Дайкан Эгава Тародзаэмон в эти дни почти не уходит со стройки. Он все видит.
Трап гнется. Таракити – сын старика Ичиро – несет наверх толстую короткую доску, гладкую как зеркало. Он в красной повязке над грязным лицом.
Одни счастливы, других бьют. Наверху, в самом корабле, идет перестук, там усатые матросы заполняют пространство между люферсов.
Многие молодые слегли после работы в воде, по целому дню и даже по два не могли выходить на работу, лежали на татами, жены и матери их отпаивали наварами из трав. Пока молодых было мало, Ичиро дорвался до работы. Старик давно уже не студился, он десятки лет продрожал на холодных ветрах и привык с детства к любой непогоде. Помнит время, когда у деревенских теперешней одежды и обуви не было, зимой работали с голыми ногами. Поэтому он не захворал после того, как поработал в воде.
За ночь ветром принесло тучи от Фудзи и выпал снег. Утром подул холодный ветер. В такую погоду кажется, что вся Япония замерзла и дрожит под соломенными накидками или пляшет, отогревая озябшие колени.
– Давай-ка, кривой леший! – опять зовет Аввакумов старого мастера.

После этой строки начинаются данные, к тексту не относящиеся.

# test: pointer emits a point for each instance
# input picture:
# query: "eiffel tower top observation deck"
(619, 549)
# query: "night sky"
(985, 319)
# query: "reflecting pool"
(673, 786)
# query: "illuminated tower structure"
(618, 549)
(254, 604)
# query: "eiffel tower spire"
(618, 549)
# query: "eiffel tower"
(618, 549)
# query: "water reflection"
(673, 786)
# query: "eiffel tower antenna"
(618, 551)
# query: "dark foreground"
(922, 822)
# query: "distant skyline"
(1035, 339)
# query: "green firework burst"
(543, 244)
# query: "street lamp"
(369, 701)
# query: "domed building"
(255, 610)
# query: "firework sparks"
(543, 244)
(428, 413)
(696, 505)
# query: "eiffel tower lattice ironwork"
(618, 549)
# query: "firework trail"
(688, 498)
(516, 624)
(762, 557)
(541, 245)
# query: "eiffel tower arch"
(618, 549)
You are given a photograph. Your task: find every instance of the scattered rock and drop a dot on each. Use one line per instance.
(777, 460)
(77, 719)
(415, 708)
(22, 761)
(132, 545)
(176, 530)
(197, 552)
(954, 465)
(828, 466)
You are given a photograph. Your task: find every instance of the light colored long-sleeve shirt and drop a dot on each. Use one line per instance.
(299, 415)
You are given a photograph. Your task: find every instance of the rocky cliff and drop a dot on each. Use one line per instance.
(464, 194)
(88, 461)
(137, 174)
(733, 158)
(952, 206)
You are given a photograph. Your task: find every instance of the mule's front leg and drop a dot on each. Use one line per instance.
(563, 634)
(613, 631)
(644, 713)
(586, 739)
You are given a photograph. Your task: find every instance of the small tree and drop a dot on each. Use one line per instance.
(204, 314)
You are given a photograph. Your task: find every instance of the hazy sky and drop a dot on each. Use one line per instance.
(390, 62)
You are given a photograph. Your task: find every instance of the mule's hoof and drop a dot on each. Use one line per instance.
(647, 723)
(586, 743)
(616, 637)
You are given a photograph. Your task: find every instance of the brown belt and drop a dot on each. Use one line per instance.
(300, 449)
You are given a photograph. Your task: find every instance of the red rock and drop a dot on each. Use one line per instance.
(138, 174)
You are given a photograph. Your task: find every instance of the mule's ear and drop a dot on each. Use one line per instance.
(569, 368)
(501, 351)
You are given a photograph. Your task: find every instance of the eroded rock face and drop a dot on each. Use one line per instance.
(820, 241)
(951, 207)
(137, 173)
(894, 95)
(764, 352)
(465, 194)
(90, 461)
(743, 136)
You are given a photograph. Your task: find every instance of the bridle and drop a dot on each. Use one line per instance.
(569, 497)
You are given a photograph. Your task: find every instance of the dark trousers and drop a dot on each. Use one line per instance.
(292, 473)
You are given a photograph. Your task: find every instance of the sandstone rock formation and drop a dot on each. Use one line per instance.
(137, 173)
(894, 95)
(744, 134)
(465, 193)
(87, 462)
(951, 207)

Вместе с Ичиро выворачивает смолу из бочки. Началась осмолка. Корабль, обшитый поверх шпангоутов досками, из белого понемногу превращается в черный.
Все спешат и все боятся, что может не то получиться. Очень страшно.
Вот он! Западный корабль почти готов! Таракити перемазался в смоле, как будто работал у котла, варил грешников.
Дайкан Эгава опять пришел, смотрит так мрачно и холодно, словно снег выпал в его душе. На нем дайканская шапка из осоки и тяжелый ватный халат. Эгава немного сгорбился, словно хочет скрыть рост, казаться пониже. Его острое лицо с большим носом немного одрябло и кое-где покрылось мелкими морщинками. Длинные пряди черных волос, острые как ножи касатки, пущены от висков, на них проступает седина.
Только сам Эгава знает, как ему нелегко. Силы подорваны, всегда ноет сердце. Сегодня ночью оно заныло особенно сильно. Он смотрит на осмолку, на котлы и бочки, на костры, где над паром гнулись доски, и думает, что все это походит на тот ад, который двести лет тому назад изображали португальцы, пугая японцев. Уничтожив христиан в те времена, шогун, вельможи бакуфу и бонзы переняли от них некоторые картины ада, чтобы тоже немножко устрашить японцев к их же пользе.